Primera lectura: Ef 1,15-23

Por lo cual también yo, al conocer vuestra fe en Jesús, el Señor, y vuestro amor para con todos los creyentes, no ceso de dar gracias a Dios por vosotros, recordándoos en mis oraciones. Que el Dios de nuestro Señor Jesucristo, el Padre de la gloria, os conceda un espíritu de sabiduría y una revelación que os permita conocerlo plenamente. Que ilumine los ojos de vuestro corazón, para que conozcáis cuál es la esperanza a la que habéis sido llamados, cuál la inmensa gloria otorgada en herencia a su pueblo, y cuál la excelsa grandeza de su poder para con nosotros, los creyentes, manifestada a través de su fuerza poderosa. Es la fuerza que Dios desplegó en Cristo al resucitarlo de entre los muertos y sentarlo a su derecha en los cielos, por encima de todo principado, potestad, poder y señorío; y por encima de cualquier otro título que se precie de tal no sólo en este mundo, sino también en el venidero. Todo lo ha puesto Dios bajo los pies de Cristo, constituyéndolo cabeza suprema de la Iglesia, que es su cuerpo, y, por lo mismo, plenitud del que llena totalmente el universo.

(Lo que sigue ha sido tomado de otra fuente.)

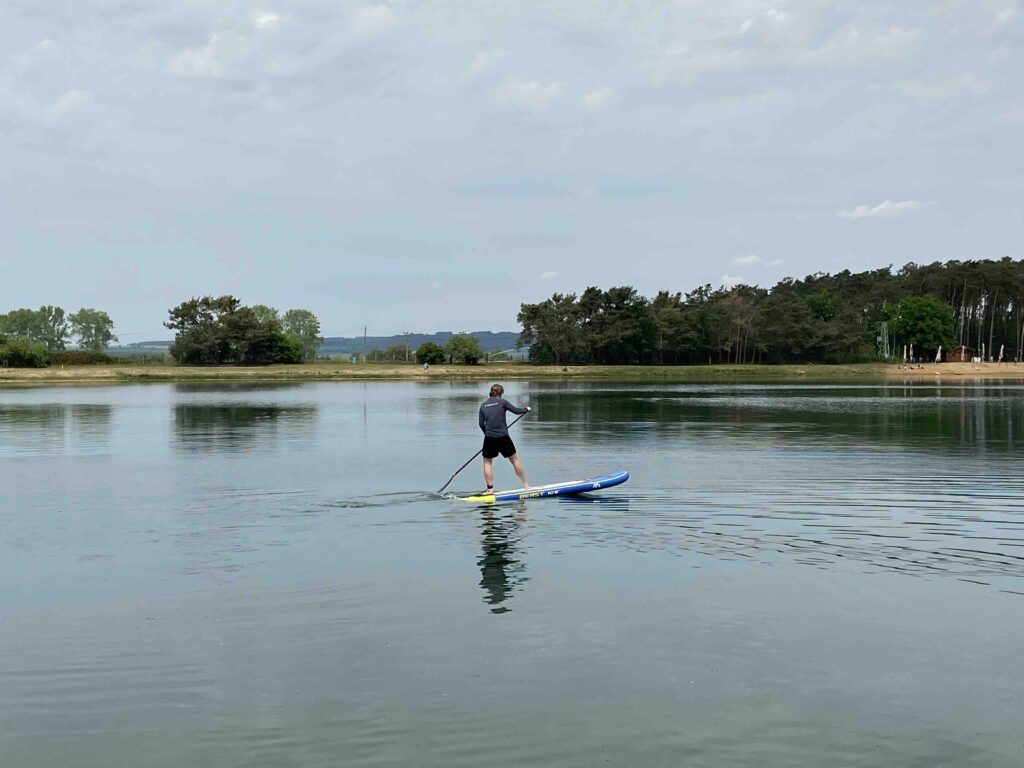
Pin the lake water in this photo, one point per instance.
(261, 576)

Salmo responsorial: Sal 8,2-7

¡Señor, Dios nuestro,
qué admirable es tu nombre en toda la tierra!
Tu majestad se alza por encima de los cielos.
De los labios de los niños de pecho,
levantas una fortaleza frente a tus adversarios,
para hacer callar al enemigo y al rebelde.
Al ver el cielo, obra de tus dedos,
la luna y las estrellas que has creado
¿qué es el hombre para que te acuerdes de él,
el ser humano para que de él te cuides?
Lo hiciste inferior a un dios,
coronándolo de gloria y esplendor;
le diste el dominio sobre la obra de tus manos,
todo lo pusiste bajo sus pies.

Evangelio: Lc 12,8-12

Os digo que si uno se declara a mi favor delante de los hombres, también el Hijo del hombre se declarará a favor suyo delante de los ángeles de Dios; pero si uno me niega delante de los hombres, también yo lo negaré delante de los ángeles de Dios. Quien hable mal del Hijo del hombre, podrá ser perdonado, pero el que blasfeme contra el Espíritu Santo, no será perdonado. Si os llevan a las sinagogas, ante los magistrados y autoridades, no os preocupéis del modo de defenderos, ni de lo que vais a decir; el Espíritu Santo os enseñará en ese mismo momento lo que debéis decir.